If we are campaigning to “drive the terrorists out of their hidden caves” according to Our President, how is bombing not-so-secret radio towers contributing to that? The fact that we’re attacking the network indirectly through the Taliban indicates that we don’t know where the hidden caves are located, and therefore have no way of knowing whether the terrorists have actually vacated the caves, if in fact they were ever hanging about in caves. Unless that information is being withheld. Maybe there are also secret US military people running around Afghanistan, but I suppose the only way we’ll understand in the long run whether or not this particular goal has been met is when we see middle-east/central asia-originated terrorism suddenly end.

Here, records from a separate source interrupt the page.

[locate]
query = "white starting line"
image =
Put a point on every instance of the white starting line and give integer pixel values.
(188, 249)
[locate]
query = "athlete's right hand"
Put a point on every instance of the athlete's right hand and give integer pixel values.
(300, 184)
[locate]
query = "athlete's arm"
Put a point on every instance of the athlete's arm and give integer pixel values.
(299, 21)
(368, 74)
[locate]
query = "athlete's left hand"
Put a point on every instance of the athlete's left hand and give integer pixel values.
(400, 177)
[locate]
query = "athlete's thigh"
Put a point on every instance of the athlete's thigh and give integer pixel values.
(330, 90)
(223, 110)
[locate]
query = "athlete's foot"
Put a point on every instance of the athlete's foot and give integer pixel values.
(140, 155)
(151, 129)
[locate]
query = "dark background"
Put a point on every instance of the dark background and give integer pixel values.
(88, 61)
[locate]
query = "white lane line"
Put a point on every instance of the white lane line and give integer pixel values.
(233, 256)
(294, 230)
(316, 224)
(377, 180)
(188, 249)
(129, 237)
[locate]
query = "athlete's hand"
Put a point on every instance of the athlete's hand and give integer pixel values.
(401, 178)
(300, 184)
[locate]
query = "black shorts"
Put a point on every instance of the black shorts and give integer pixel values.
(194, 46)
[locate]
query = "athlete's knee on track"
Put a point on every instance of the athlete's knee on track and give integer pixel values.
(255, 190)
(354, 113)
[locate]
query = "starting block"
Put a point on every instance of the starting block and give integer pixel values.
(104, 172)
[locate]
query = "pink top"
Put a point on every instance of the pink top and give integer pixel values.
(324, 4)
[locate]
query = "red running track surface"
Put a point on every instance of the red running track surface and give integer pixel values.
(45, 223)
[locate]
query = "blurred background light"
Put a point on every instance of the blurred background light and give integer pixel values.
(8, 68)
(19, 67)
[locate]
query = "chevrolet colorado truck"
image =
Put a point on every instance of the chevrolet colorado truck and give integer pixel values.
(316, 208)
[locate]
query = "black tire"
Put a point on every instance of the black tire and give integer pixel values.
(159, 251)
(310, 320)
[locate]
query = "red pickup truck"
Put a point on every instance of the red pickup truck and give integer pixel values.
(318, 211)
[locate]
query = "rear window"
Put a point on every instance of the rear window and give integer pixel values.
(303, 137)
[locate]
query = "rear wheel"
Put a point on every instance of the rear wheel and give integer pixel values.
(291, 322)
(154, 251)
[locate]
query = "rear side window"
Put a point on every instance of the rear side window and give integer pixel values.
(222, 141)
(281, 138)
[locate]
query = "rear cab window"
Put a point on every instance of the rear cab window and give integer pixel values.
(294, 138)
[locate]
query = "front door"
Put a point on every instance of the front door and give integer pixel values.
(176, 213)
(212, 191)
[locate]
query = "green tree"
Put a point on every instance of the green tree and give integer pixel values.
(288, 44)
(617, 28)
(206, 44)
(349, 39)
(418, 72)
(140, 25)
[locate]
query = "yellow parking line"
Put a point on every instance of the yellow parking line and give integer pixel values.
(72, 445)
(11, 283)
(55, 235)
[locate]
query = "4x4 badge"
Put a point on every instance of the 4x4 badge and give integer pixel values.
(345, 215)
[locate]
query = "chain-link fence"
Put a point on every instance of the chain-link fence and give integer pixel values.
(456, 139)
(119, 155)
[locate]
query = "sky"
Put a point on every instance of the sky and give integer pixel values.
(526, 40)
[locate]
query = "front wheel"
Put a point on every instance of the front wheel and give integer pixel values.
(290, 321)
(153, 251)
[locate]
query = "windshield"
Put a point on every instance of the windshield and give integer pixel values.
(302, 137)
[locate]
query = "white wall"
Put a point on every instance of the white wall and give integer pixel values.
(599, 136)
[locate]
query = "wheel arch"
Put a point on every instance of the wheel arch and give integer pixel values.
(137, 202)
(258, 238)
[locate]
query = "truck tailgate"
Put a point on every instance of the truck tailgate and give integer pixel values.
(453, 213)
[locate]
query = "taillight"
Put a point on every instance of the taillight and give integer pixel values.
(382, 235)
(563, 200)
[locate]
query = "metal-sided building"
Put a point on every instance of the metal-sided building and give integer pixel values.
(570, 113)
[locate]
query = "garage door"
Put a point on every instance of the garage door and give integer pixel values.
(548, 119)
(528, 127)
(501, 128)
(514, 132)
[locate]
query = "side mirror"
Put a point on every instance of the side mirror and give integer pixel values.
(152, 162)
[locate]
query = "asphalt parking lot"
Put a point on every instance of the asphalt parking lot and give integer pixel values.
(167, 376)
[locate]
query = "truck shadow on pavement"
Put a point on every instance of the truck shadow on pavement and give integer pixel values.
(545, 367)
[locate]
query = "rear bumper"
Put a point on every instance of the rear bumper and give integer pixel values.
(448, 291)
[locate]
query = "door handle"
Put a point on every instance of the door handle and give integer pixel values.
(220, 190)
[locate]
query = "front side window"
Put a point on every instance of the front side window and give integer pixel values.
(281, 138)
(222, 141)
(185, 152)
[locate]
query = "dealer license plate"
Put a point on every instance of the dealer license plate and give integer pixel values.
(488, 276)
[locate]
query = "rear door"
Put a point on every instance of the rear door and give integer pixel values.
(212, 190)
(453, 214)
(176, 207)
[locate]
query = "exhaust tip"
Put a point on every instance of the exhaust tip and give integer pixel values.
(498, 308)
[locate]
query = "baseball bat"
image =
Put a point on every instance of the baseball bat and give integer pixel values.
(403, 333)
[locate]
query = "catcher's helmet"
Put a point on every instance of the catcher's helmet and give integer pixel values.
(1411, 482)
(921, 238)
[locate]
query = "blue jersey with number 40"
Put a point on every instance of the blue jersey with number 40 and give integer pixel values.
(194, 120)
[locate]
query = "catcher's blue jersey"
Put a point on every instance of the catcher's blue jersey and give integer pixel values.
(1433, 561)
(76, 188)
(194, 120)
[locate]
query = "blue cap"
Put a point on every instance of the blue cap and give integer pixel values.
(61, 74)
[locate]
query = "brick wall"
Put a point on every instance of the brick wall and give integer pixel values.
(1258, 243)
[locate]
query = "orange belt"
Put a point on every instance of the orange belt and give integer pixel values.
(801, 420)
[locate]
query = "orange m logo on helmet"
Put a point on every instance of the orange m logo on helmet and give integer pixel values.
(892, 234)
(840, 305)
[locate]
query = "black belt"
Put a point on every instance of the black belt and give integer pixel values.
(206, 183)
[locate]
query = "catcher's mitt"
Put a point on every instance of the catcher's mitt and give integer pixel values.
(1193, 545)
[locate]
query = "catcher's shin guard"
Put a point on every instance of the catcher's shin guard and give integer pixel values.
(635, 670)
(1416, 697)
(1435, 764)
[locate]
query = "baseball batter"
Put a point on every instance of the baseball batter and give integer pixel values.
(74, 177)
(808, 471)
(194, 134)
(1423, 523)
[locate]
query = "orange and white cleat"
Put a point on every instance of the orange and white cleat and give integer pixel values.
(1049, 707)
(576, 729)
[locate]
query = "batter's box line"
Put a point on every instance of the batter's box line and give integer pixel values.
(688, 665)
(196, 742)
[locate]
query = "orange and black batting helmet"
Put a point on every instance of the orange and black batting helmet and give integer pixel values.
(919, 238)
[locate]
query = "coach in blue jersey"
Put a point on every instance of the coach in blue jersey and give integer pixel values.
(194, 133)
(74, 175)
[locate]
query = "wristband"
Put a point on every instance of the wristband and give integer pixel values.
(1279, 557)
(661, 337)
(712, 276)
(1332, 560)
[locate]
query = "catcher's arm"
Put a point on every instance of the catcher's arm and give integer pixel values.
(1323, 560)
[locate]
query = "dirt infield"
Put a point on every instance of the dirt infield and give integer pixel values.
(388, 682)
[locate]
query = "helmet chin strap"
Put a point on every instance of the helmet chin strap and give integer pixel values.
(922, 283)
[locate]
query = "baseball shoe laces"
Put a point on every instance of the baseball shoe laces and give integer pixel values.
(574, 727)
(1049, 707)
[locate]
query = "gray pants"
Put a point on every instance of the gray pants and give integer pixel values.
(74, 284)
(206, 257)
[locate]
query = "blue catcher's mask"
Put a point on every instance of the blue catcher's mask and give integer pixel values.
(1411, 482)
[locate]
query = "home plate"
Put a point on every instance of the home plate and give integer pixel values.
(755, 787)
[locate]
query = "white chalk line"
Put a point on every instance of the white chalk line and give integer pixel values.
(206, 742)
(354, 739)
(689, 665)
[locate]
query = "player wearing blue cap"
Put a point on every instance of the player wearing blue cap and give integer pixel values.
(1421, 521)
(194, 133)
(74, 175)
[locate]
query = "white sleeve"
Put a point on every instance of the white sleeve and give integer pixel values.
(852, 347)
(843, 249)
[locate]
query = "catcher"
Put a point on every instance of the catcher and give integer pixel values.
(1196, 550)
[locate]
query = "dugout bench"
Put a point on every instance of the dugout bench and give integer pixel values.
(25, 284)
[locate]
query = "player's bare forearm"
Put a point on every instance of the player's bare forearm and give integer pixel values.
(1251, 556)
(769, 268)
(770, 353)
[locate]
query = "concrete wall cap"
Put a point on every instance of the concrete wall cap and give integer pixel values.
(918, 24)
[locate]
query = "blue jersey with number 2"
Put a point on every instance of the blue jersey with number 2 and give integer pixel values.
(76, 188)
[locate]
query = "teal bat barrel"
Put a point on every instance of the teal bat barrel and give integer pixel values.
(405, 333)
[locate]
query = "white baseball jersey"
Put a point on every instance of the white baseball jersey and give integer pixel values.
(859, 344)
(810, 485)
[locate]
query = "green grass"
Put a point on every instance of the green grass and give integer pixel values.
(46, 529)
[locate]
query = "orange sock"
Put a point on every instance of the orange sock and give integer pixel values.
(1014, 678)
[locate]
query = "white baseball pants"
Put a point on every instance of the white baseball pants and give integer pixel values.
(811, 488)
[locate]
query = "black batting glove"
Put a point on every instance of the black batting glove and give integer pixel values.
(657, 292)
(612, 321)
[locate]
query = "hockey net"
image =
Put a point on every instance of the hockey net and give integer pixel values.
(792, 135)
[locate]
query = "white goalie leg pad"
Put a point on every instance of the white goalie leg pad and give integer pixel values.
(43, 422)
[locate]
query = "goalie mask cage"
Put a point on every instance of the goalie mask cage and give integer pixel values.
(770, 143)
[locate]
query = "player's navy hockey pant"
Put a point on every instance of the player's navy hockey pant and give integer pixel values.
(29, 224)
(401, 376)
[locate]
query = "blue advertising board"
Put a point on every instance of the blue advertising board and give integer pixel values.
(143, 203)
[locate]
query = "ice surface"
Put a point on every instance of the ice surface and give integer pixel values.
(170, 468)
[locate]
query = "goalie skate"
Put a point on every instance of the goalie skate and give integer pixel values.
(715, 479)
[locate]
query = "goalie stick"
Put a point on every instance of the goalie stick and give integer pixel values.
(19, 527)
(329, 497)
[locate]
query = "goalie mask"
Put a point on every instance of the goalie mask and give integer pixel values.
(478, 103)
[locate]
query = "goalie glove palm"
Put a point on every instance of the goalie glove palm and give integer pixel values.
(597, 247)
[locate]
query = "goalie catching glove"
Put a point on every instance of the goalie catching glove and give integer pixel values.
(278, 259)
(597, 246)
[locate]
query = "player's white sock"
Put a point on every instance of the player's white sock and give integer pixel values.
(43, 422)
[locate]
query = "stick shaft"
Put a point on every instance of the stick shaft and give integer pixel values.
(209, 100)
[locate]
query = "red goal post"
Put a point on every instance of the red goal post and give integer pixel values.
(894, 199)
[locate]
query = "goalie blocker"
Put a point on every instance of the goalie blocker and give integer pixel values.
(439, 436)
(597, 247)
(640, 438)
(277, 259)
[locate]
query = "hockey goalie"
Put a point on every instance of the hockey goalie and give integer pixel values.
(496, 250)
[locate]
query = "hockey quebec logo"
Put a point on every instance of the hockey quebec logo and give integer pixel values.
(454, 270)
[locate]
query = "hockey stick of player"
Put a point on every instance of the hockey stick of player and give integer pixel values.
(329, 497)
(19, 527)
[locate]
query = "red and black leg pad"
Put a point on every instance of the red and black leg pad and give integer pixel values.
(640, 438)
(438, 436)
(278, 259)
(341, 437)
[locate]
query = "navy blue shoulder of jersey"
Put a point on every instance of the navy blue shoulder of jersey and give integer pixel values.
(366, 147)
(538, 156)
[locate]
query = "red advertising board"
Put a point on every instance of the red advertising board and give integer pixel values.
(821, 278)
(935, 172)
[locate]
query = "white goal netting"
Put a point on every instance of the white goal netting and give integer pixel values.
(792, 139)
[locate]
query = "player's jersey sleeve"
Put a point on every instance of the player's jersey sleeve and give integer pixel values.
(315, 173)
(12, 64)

We MAY be weakening the Taliban, but since toppling them is not priority number one, who knows how that will proceed. 10 years after bombing the snot out of Hussein, he is still creating a mess in Iraq. It would be nice to see the administration come up with a plan for what to do about Afghanistan when the bombing phase of the operation is concluded–are we going to leave the Taliban in place if we get Bin Laden? Are we going to aid the Northern Alliance (wouldn’t that be something - let’s just pretend that their reign of terror in the early 90’s didn’t happen) and let them have another turn at ruining the place?

And in this new climate of “zero-tolerance” of terrorism, I’m curious about the fact that little has been said about home-grown terrorism. After Bin Laden is found, the Orange Order thugs will still insist that marching season HAS to take them directly through the middle of Catholic neighborhoods, and the IRA will continue importing arms from the US and elsewhere. Will the US stop soft-pedaling the intentions of abortion clinic terrorists? Do we plan to root out right-wing militia terrorists? Surely there are other McVeighs in the making out there in Idaho.